Stereoanaglyphs with multiple focal points will create a planar effect similar to bokeh. So many options with planar 3d.








Planar laser scan of model. 






Image editing tool used in all 3D modelling tests. Combined with Huawei inbuilt photo editor to adjust brightness, contrast, saturation, hue, and guassian blur. Makes a very robust image processing suite. 


They will be like DIORAMAS which I also recommend looking into. My favourite one is of a WW2 submarine pen. The final scene is scanned with lasers and becomes a 3d model within hours! Planar voxels allow for an industrial scale of efficiency of production. 
Also Planar3d mathematics have no need for the inverse magnitude (1/sqrt(x*x+y*y+z*z)). This is the most important optimization. 

That's it for research, got a HTML5 engine ready to go. Also have a Numpy/Pygame version to evaluate SIMD, on ARM processors. Numpy and Pygame (DirectDraw) already working on Orange Pi. 

Also have finished my fuzzy system. The system recieves stimuli (input) from the environment. Fuzzy rules are created from the stimuli which are defuzzified to give an action (output). Creating a feedback loop.




All my systems will be embedded Linux (worlds most popular OS by a huge margin) systems with a local server intranet. This way the computer I pay for belongs to me and I can do whatever I want with it. 

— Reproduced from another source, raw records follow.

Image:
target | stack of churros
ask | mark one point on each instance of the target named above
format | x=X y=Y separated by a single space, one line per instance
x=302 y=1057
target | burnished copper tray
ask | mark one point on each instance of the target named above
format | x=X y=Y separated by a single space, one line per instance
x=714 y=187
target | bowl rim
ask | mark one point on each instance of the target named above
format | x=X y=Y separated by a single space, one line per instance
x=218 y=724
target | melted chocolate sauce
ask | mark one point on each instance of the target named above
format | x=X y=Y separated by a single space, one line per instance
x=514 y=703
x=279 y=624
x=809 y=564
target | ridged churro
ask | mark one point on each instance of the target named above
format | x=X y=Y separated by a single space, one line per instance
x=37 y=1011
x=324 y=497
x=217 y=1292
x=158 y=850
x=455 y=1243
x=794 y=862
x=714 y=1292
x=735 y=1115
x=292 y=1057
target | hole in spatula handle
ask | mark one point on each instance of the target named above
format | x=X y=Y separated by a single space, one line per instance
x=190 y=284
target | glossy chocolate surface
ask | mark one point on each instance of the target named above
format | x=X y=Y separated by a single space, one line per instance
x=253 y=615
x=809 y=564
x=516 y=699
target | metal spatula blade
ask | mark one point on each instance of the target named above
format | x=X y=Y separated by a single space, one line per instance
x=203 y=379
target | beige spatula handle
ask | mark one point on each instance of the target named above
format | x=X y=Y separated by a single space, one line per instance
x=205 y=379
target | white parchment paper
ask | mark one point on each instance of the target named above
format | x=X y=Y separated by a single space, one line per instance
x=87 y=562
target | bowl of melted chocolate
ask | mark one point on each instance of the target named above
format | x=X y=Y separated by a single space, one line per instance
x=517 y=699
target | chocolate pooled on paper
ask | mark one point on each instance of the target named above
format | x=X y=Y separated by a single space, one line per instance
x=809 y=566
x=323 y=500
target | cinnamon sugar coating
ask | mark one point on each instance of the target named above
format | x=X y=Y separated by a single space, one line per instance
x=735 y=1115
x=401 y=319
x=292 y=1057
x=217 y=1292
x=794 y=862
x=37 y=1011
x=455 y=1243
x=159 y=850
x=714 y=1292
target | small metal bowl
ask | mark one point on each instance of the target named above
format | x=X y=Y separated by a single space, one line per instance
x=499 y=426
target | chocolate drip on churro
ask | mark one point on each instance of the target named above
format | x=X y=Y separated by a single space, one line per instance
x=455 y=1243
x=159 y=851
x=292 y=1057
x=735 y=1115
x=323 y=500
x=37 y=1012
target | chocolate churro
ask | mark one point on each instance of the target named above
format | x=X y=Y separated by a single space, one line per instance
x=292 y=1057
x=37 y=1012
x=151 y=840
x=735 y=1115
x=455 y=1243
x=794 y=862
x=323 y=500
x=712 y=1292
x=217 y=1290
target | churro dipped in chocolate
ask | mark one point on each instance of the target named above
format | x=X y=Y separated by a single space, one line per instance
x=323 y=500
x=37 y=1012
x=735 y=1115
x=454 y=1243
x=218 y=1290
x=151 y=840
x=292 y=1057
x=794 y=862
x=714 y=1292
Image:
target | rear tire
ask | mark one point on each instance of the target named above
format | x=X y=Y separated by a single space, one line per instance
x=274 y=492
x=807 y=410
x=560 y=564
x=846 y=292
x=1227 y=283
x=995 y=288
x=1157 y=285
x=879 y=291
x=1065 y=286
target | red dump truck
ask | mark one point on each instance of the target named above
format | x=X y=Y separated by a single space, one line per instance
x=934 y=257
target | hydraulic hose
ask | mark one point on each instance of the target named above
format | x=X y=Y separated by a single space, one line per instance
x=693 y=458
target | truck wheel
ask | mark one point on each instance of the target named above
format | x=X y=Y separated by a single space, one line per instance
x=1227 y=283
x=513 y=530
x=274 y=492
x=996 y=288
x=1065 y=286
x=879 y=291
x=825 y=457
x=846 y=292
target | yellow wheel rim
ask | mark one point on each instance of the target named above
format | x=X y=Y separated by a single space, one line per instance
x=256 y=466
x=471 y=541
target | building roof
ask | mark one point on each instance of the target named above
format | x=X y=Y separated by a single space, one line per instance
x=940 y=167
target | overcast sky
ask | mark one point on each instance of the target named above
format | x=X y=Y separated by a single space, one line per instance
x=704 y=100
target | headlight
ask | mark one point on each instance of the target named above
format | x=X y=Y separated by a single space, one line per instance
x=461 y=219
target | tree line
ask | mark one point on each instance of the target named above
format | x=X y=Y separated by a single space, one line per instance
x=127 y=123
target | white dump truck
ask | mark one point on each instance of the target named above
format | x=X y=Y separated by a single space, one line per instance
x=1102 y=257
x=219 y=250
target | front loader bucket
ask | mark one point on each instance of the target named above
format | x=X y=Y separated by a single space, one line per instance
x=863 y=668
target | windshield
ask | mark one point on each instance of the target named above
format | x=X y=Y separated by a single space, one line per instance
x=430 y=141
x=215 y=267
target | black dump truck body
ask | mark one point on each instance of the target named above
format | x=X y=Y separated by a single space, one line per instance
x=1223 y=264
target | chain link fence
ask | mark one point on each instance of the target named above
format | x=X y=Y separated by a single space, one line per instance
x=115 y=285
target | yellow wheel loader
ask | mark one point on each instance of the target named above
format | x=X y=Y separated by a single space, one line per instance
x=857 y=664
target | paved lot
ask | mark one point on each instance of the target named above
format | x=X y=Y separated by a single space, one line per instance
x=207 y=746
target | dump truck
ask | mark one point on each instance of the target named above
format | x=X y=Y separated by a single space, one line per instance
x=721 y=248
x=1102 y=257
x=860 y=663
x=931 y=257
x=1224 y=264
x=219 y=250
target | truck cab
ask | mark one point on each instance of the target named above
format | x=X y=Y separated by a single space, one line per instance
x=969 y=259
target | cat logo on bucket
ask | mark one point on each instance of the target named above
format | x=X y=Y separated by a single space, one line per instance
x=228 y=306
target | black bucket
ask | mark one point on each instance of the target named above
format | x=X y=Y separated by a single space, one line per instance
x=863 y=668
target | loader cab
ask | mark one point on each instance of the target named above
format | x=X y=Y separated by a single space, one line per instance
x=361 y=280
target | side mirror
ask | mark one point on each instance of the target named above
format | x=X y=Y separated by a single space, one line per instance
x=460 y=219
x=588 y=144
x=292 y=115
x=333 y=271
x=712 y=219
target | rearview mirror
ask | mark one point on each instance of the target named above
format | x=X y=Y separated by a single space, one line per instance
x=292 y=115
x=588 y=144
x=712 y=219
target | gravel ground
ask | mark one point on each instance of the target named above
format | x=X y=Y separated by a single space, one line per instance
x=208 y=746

I have finished a 3d sprite arcade machine heavily inspired by art styles of companies like Raizing / 8ing, Psikyo, Success, Human, Atlus/Cave, and especially Yumekobo and Aicom. 


Studio



Workshop



Lab


3D visualisation studio / diorama design studio

***PRO-TIP***
Years ago I made a FC5 Arcade META level by making 16 EXACT copies of the same scene and used teleportation to create different level progressions, based on decisions made by the player. 
My SWAT game had different endings depending on player actions. My Resident Evil game had puzzles that teleported the player to continue the story. 
Next level stuff. 

I got the idea years ago when I made a Goldeneye 64 version. At the end of the first stage the player would parachute off the dam and enter a hatch at the bottom. This lead to a engine room with an air vent. When the player approached the vent they were teleported to the ducts at the beginning of the facility. The coolest part was the end of the runway stage. The player had to actually fly the plane and land on the surface stage. 
I made a rally game that got very foggy when the player entered a forest, and made a Ridge Racer game that cycled through day and night as the player advanced on the track. 
Also was inspired by SEUCK games that thought, "outside of the box".